A split Elections Commission voted to move ahead with an emergency rule that would continue existing agency guidance to local clerks on filling in missing or incorrect information on absentee ballot envelopes.
That move, approved 4-2, came after the commission deadlocked on an alternative that would’ve required local clerks to contact voters before filling in or correcting information on the absentee ballot envelopes.
Dem appointee Julie Glancey, a former municipal clerk, raised concerns that requiring a voter to be contacted before information was filled in or corrected would be problematic in larger communities compared to smaller ones.
Commissioner Dean Knudson, a GOP appointee, said during the hearing the local clerk once contacted him and his wife about information on the absentee ballot envelopes they sent in.

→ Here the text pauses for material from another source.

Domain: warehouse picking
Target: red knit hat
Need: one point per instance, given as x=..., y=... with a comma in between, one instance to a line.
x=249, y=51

Glancey said while the clerk knew Knudson because they live in a small community and could pick up the phone to call him, that isn’t the case in a place like Milwaukee. Voters aren’t required to include their emails or phone numbers on absentee ballot envelopes, and clerks could have to hunt for the information or risk delays by sending a postcard. Then voters would likely call back after hours because they’re working during the day.
“How much phone tag do you want these clerks to do?” Glancey asked.
Marge Bostelmann, a former clerk and a GOP appointee, argued the state should be “much more aggressive on the front end” in requiring voters to fill out absentee ballot envelopes, including the address and signature for voters and their witnesses. Contacting the voter first before filling in or correcting information would make them more accountable in the process, she said.
“I don’t think that asking someone to do that is above and beyond,” she said.
Bostelmann sided with the three Dem members on the second motion after the first one failed.
The issue of missing or incorrect information on absentee ballot envelopes became an issue in the 2020 election as former President Trump sought unsuccessfully to overturn the election results. He and his supporters argued the commission had exceeded its authority in directing clerks to fill in missing information or correct mistakes.
But Dems countered that the commission put that advice in place ahead of the 2016 election that Trump won, pointing out Republicans didn’t complain at the time.
The commission took its action last night after the Joint Committee for Review of Administrative Rules directed the body to establish its advice as an emergency rule or withdraw the guidance issued in 2016. The process now gives the Legislature oversight of the agency’s advice.